Post # 1
So to sum thing up. Me and my boyfriend got together at 13 and still happily are. We both studied and are living together for 5 years now. Now where 28 and finnaly both starting out in the real world but had allot of economic setbacks…
mainly me because I constantly can only find temp jobs and can’t really move forward in that department. Next to that we are emotially so ready to take those next steps, marriage, kids, owning a house the whole lot but as it looks right now it isn’t happing for us in the near future mainly becaus of financial reasons. (Tiny unhealthy appartment ect)
And meanwhile every friend I ever had is getting maried and the whole shabang after 2 years being in a relationship and I’m watching from the sidelines. I used to be able to not be jealous or shake it…. but lately I seem to feel so sad everytime I’m confronted with the fact that this year will be together for 16 years and haven’t got the means to start a family. . .
sometimes it feels like it’s the only thing I’m looking forward to in life because I’m failing so hard career wise for two years now.
Post # 2
oliveasea : while I sympathise about your financial issues, there’s no reason you can’t be *married* right now. Going to a Justice of the Peace costs very little…
Post # 3
mrstodd2bee : I know and I would love for that to happen but my man has this vision of how he want’s that perfect marriage and doens’t want us to settle… I respect it and I get it because I feel similar but also totally the opposit when I get confronted with it. I just feel kinda lost about It.
Post # 4
oliveasea : Life isn’t perfect, as you well know due to your employment situation, and nor is marriage.

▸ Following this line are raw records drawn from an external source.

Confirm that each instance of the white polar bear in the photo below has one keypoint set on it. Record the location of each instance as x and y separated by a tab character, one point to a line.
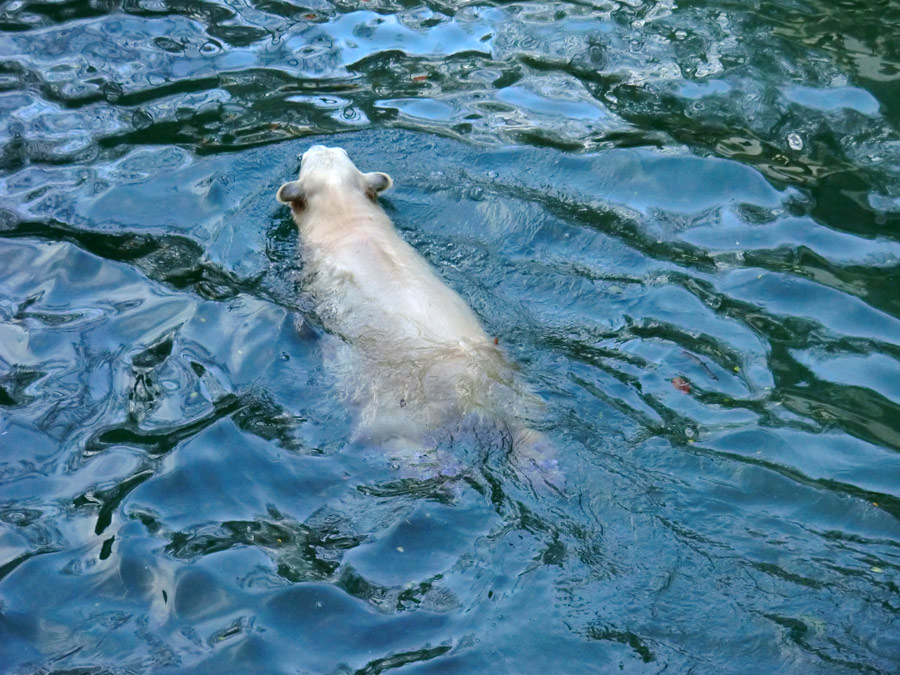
419	358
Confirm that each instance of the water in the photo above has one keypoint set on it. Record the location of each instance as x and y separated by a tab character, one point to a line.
679	219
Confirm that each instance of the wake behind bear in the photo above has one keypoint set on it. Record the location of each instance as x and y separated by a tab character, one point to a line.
417	359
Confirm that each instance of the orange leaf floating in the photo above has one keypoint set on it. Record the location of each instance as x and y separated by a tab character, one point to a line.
681	384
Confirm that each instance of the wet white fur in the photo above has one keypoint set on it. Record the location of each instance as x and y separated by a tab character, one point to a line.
419	357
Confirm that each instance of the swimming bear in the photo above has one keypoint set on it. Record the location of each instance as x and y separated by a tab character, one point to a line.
418	359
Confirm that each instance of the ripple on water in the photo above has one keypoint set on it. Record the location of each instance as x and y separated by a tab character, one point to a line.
680	221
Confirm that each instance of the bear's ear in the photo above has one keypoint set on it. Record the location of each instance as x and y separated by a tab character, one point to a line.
377	182
290	192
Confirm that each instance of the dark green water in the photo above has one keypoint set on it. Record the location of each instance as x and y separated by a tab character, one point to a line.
626	192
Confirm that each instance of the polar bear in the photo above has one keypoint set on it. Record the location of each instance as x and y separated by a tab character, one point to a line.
419	359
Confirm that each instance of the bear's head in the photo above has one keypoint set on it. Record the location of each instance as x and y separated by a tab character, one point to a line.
329	173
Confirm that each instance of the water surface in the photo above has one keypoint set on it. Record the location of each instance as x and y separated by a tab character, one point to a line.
681	219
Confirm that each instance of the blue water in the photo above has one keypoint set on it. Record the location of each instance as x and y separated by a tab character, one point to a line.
681	221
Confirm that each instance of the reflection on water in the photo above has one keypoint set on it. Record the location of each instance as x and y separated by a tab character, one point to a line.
681	220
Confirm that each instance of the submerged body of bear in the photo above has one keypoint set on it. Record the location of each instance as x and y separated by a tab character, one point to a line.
419	358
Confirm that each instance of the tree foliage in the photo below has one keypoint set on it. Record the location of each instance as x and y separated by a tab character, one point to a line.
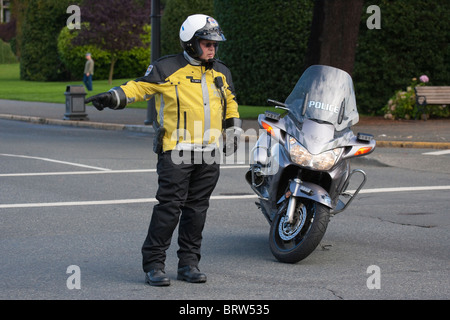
265	49
114	26
131	63
43	20
410	43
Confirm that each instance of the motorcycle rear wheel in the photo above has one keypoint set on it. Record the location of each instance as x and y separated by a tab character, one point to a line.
293	243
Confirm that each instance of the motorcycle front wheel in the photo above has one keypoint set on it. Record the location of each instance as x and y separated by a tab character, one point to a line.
291	243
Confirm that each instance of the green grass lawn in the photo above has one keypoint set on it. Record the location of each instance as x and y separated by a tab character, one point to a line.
12	88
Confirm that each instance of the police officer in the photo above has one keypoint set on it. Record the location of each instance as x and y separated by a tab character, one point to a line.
195	101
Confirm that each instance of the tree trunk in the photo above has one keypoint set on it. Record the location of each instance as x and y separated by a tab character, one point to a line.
334	33
111	68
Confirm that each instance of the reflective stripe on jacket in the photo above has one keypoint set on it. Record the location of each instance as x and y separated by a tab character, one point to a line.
188	103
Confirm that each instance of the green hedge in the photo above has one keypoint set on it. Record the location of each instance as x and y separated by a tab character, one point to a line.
266	45
6	54
41	26
413	40
131	64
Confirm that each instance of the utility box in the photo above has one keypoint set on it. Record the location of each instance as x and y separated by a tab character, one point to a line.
75	106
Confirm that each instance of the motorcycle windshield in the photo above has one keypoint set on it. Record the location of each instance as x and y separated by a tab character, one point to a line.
324	94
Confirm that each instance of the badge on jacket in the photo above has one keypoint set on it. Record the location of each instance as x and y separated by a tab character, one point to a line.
150	68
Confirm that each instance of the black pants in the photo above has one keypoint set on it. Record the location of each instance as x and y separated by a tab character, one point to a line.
184	189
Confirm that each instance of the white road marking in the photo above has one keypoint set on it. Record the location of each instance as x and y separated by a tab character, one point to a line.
105	171
53	160
437	153
234	197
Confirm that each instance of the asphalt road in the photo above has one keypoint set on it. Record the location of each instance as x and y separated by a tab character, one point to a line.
83	197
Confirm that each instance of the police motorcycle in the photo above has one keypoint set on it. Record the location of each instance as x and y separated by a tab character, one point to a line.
300	165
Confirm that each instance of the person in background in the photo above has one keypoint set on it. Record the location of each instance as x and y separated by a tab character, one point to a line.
88	72
195	101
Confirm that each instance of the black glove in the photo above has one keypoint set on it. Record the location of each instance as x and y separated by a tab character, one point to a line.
230	146
103	100
232	135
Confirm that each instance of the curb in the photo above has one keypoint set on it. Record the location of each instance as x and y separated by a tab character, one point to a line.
82	124
149	129
413	144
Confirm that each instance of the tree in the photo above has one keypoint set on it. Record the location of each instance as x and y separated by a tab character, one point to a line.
265	48
114	26
334	33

You can pull together a wedding that costs very little. It’s about the 2 of you not the show you can put on. I say give it a shot.
Post # 5
Can you have a back yard wedding somewhere and make a bunch of food for the guests? I’ve seen many weddings like that. Some even had friends do the DJ’ing. It’s about celebrating with each other and those you love. I think once you take that first step in marriage, you might feel more comfortable making the next steps. I didn’t have the venue I wanted for my wedding, but we did end up having it at a church by my house. There were prettier venues, but hey…we said our vows in front of our friends and family, we danced, we ate, we had cake. It doesn’t need to be an extravagant event if you can’t afford it. But at least you will be married and have what you desire…
Post # 6
my man has this vision of how he wants that perfect marriage and doesn’t want us to settle
He’s quite happy for you to go indefinitely as you are then , till such time as you do have money to spend on a big wedding, no matter how sad you feel about it ? Frankly OP, I don’t think that is good enough. Some compromise is called for .
You call him your boyfriend, so you are not even engaged ? I suspect this boyish dream of a big wedding may be covering a more serious aversion to marriage committment.
I hope I’m wrong of course, but the fact is we rarely marry our childhood ( literally in your case) sweethearts. If you are dead certain it is him and only him you can imagine marrying , then I would have a very serious talk with him, laying our your desires for an engagement , marriage and children plus a timeline and see how he reacts.